I just noticed while trying to learn to read GHC Core, that the
automatically derived Eq
instance for enum-style data types such as
data EType = ETypeA | ETypeB | ETypeC | ETypeD
| ETypeE | ETypeF | ETypeG | ETypeH
deriving (Eq)
seems to be transformed into a O(N)-like lookup when looking at GHC's core representation:
$fEqEType_$c== =
\ (a_ahZ :: EType) (b_ai0 :: EType) ->
case a_ahZ of _ {
ETypeA ->
case b_ai0 of _ {
ETypeA -> True;
ETypeB -> False;
ETypeC -> False;
ETypeD -> False;
ETypeE -> False;
ETypeF -> False;
ETypeG -> False;
ETypeH -> False
};
ETypeB -> case b_ai0 of _ {__DEFAULT -> False; ETypeB -> True};
ETypeC -> case b_ai0 of _ {__DEFAULT -> False; ETypeC -> True};
ETypeD -> case b_ai0 of _ {__DEFAULT -> False; ETypeD -> True};
ETypeE -> case b_ai0 of _ {__DEFAULT -> False; ETypeE -> True};
ETypeF -> case b_ai0 of _ {__DEFAULT -> False; ETypeF -> True};
ETypeG -> case b_ai0 of _ {__DEFAULT -> False; ETypeG -> True};
ETypeH -> case b_ai0 of _ {__DEFAULT -> False; ETypeH -> True}
}
Am I misinterpreting the GHC core output?
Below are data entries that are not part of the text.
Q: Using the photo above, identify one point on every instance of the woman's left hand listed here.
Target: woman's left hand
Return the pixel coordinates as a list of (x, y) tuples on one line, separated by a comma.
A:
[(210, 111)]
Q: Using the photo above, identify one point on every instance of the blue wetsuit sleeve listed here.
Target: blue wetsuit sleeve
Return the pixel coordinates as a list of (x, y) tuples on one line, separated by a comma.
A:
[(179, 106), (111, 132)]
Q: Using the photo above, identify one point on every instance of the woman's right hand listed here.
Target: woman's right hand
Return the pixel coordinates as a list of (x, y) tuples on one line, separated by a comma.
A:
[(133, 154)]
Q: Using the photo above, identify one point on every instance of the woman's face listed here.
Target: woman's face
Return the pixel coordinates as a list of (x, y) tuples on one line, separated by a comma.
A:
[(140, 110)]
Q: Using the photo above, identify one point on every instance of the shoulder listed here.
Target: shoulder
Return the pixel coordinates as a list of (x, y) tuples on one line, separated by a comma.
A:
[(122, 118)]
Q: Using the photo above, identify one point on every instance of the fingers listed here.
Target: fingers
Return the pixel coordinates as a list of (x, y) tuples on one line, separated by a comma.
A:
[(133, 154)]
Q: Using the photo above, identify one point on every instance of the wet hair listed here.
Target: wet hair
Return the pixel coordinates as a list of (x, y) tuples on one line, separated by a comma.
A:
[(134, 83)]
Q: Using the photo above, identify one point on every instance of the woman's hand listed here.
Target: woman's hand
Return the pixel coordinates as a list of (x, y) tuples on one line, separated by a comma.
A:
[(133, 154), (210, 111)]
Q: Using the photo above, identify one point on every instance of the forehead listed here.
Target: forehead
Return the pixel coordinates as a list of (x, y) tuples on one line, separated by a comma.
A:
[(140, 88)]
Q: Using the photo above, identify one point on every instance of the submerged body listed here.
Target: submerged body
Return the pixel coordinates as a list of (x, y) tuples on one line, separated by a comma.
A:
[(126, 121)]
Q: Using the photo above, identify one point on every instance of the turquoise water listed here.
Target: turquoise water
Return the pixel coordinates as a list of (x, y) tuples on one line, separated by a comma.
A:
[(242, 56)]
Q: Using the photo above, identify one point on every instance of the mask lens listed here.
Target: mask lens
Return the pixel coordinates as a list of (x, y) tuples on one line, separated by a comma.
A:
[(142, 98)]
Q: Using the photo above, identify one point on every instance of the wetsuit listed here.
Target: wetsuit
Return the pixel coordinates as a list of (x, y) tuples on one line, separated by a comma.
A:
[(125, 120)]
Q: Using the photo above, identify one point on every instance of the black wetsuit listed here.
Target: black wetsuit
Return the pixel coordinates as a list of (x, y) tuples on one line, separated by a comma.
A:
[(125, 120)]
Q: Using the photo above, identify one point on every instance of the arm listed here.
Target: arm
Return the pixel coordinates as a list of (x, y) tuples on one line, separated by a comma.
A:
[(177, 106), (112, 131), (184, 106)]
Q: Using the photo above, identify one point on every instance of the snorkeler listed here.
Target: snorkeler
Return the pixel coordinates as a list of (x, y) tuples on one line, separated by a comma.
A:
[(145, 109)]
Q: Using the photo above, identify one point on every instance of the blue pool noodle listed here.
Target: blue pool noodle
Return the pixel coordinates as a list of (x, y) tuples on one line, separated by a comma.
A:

Shouldn't algebraic data types provide an integer id for each constructor, which could then be compared directly in O(1)? Also, why does the first case clause for ETypeA
not make use of __DEFAULT
as the other clauses do?
update:
As per suggestion by Simon Marlow, I addad a 9th constructor ETypeI
, and then GHC switched to using dataToOtag#
:
$fEqEType_$c/= =
\ (a_ahS :: EType) (b_ahT :: EType) ->
case dataToTag# @ EType a_ahS of a#_ahQ {
__DEFAULT ->
case dataToTag# @ EType b_ahT of b#_ahR {
__DEFAULT ->
case ==# a#_ahQ b#_ahR of _ {
False -> True; True -> False
}
}
}
For me, this adds the question as to what the trade-offs between GHC core's case
and use of dataToTag#
are, and why this particular cut-off of 9 constructors for using dataToTag#
is implemented in GHC.